A recent decision by the Centers for Medicaid and Medicare Services could help. Starting Jan. 1, CMS will reimburse doctors for having often-lengthy conversations like the one Nelson and her ICU colleague had with Joe and his family. Such payments were part of the original Affordable Care Act, but were scrapped amid cynical claims they would create death panels for the elderly.
Sometimes “The Conversation” can be too frank. For example, the daughter of one lung cancer patient wishes their doctor had responded differently when asked about good nutrition after getting the diagnosis in 2012.
“She said ‘I can’t cure this, so it really doesn’t matter what she eats,’ ” recalls Cathy Mott. “My mom says, ‘I don’t like her, she’s given up on me already.’ ”
The cancer took the older woman’s life 13 months later.
Mott, a Sterling Heights life and executive coach, and blogger at sipcoffeewithcathy.com, is the youngest of six children of former part-time nurse Monica Jones and Motown trumpeter Eddie Jones.
Mott previously worked with Nelson at St.
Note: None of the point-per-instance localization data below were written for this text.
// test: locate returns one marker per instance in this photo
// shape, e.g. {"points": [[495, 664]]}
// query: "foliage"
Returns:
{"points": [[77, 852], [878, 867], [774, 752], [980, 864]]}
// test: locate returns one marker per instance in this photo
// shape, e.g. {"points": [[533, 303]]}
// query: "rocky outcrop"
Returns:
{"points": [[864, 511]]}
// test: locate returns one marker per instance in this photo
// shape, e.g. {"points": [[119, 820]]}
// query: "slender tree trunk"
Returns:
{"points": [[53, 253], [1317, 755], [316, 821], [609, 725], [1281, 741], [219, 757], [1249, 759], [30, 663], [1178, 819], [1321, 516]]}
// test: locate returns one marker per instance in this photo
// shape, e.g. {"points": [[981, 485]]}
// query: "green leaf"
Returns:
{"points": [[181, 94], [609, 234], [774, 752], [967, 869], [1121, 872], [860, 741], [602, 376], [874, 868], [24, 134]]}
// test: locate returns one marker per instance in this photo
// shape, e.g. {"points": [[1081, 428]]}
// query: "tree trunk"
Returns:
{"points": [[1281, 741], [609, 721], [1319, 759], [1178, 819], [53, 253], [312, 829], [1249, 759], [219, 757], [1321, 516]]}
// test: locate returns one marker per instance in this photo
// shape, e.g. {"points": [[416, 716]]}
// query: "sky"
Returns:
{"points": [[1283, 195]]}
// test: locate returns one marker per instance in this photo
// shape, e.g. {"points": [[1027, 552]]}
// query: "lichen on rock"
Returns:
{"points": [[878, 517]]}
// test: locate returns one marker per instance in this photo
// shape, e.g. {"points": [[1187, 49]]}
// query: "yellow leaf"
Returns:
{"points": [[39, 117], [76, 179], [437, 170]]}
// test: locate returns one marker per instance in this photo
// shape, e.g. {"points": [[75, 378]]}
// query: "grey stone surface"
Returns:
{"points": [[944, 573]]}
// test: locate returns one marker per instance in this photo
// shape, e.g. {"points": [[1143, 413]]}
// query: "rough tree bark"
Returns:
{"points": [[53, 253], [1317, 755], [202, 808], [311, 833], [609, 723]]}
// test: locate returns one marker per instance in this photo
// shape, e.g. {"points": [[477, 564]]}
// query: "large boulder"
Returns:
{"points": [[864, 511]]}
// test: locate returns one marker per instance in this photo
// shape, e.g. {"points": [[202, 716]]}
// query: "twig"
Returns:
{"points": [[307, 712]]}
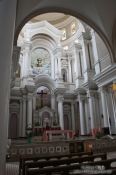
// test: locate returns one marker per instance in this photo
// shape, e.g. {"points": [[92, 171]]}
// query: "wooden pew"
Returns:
{"points": [[67, 169], [24, 159], [55, 163]]}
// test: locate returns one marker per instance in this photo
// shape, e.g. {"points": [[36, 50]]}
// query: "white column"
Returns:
{"points": [[92, 109], [26, 60], [82, 120], [29, 110], [104, 107], [7, 26], [15, 60], [53, 101], [20, 119], [60, 111], [77, 65], [87, 116], [95, 53], [85, 41], [24, 117], [73, 116], [58, 54], [69, 67], [34, 102]]}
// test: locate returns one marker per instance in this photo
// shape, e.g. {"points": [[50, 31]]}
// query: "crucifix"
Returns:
{"points": [[42, 93]]}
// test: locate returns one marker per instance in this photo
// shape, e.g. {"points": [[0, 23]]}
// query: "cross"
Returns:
{"points": [[41, 94]]}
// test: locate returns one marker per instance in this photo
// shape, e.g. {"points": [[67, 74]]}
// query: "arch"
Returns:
{"points": [[44, 80], [67, 10]]}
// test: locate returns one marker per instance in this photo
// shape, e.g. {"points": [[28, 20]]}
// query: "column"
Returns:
{"points": [[60, 111], [78, 65], [15, 59], [24, 117], [95, 52], [73, 116], [58, 55], [7, 26], [82, 115], [87, 116], [104, 107], [34, 102], [29, 110], [70, 72], [87, 56], [92, 109], [20, 119], [53, 102], [26, 61]]}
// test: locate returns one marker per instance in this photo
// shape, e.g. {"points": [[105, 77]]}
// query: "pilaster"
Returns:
{"points": [[82, 114], [60, 100]]}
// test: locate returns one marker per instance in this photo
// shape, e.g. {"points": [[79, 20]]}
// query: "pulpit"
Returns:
{"points": [[53, 135]]}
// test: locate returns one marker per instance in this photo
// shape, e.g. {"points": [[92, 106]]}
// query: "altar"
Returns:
{"points": [[53, 135]]}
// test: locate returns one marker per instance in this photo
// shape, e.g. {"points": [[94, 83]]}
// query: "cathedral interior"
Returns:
{"points": [[57, 87], [61, 78]]}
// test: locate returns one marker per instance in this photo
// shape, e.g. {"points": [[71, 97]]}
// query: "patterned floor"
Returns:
{"points": [[13, 168]]}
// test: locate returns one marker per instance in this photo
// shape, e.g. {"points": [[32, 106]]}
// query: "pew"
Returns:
{"points": [[55, 163], [68, 169], [24, 159]]}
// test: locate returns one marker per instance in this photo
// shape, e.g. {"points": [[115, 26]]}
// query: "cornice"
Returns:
{"points": [[106, 77]]}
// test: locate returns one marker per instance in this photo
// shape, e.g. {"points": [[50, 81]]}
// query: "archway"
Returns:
{"points": [[80, 13]]}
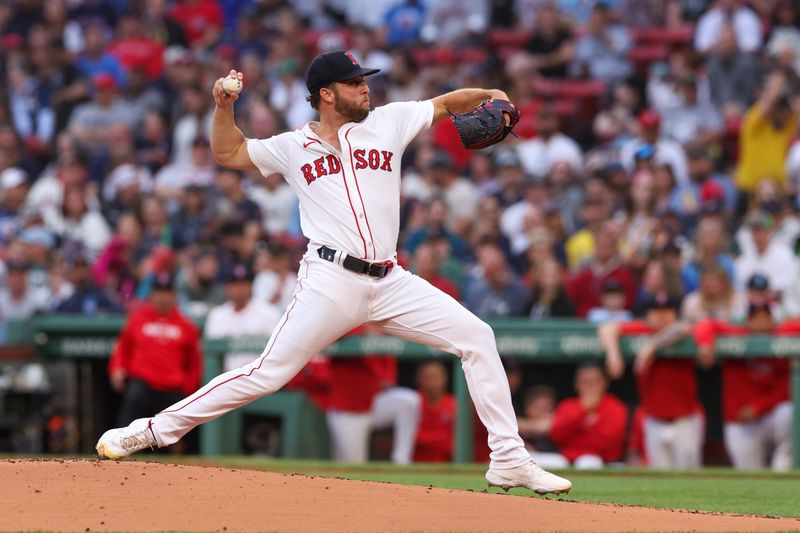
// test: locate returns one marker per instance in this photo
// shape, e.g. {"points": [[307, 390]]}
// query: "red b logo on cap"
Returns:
{"points": [[351, 57]]}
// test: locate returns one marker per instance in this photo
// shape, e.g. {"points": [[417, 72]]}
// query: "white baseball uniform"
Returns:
{"points": [[350, 202]]}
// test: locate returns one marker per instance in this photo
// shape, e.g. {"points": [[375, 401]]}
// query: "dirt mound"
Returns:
{"points": [[84, 495]]}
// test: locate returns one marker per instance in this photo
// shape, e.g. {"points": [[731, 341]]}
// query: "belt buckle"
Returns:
{"points": [[383, 268]]}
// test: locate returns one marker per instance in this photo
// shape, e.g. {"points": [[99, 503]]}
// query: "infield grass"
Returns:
{"points": [[715, 489]]}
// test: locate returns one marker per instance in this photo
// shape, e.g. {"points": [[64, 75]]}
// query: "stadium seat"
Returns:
{"points": [[503, 38], [664, 36]]}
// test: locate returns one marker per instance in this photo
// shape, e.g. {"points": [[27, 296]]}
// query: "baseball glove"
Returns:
{"points": [[486, 125]]}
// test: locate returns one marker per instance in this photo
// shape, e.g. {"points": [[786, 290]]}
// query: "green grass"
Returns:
{"points": [[718, 490]]}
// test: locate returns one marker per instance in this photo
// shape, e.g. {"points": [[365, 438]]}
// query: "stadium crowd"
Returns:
{"points": [[655, 173]]}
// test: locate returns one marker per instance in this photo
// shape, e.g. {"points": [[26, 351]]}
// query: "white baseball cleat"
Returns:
{"points": [[531, 476], [121, 442]]}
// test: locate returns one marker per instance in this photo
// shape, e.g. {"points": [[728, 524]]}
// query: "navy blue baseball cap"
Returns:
{"points": [[330, 67]]}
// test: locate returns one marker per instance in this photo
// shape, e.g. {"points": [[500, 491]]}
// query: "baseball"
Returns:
{"points": [[232, 85]]}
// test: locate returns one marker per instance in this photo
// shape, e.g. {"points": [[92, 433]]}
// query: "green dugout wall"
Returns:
{"points": [[564, 340]]}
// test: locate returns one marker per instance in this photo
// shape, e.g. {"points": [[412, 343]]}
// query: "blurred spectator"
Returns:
{"points": [[767, 132], [192, 127], [276, 282], [240, 315], [135, 49], [640, 221], [434, 443], [18, 301], [658, 277], [665, 150], [403, 23], [585, 287], [197, 284], [784, 37], [115, 270], [124, 190], [441, 179], [435, 215], [711, 189], [451, 22], [552, 46], [194, 220], [165, 29], [156, 229], [232, 204], [673, 424], [550, 146], [692, 122], [769, 257], [81, 224], [90, 121], [733, 75], [495, 292], [426, 264], [87, 299], [200, 169], [612, 304], [711, 243], [589, 429], [770, 199], [152, 142], [548, 297], [277, 204], [201, 21], [535, 421], [365, 396], [157, 359], [580, 246], [728, 14], [95, 62], [288, 94], [602, 52], [33, 118], [715, 298], [519, 220], [756, 403], [14, 189], [509, 183]]}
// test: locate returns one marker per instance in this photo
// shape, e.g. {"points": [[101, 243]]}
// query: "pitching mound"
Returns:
{"points": [[84, 495]]}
Joe’s, and knew how skilled she is at managing such difficult conversations, so she turned to her former colleague for help.
“She handled things with my family and made it easy to talk about end of life,” Mott says.
But, nevertheless, she left the room when Nelson asked her mom, “Do you want to know what’s going to happen when you get close to death?”
That question sounds a lot like the “warning shots” Nelson uses to get “The Conversation” started. She described several of them over dinner at The Moose Preserve, in Bloomfield Hills, her smartphone always handy because her own mother is receiving hospice care in her home where, she said, she is “blooming.”
Other approaches include statements like “Gosh, you’ve got a lot going on,” or questions such as “Are you the type that wants to know all the details?”
If the answer is yes, Nelson progresses to: “I’m so sorry to tell you this,” or “We’re really worried” (also one of author Gawande’s conversation starters), or “I’ve got some bad news.”
Dr. James Boal, medical director at Angela Hospice in Livonia, is another veteran of end-of-life conversations with patients and families. He believes he has a natural ease and the experience to handle them well. He favors people letting their loved ones know what their wishes are, a point Gawande stresses in his book.
Angela Hospice encourages people to fill out a document titled Five Wishes, a user-friendly living will that “talks about personal, emotional, and spiritual needs, as well as medical wishes.”
The document is put out by the Aging With Dignity organization for people to record their end-of-life choices.
“You don’t have to wait until your health condition becomes dire,” Boal says, adding: “Plan what would happen if your condition deteriorated.”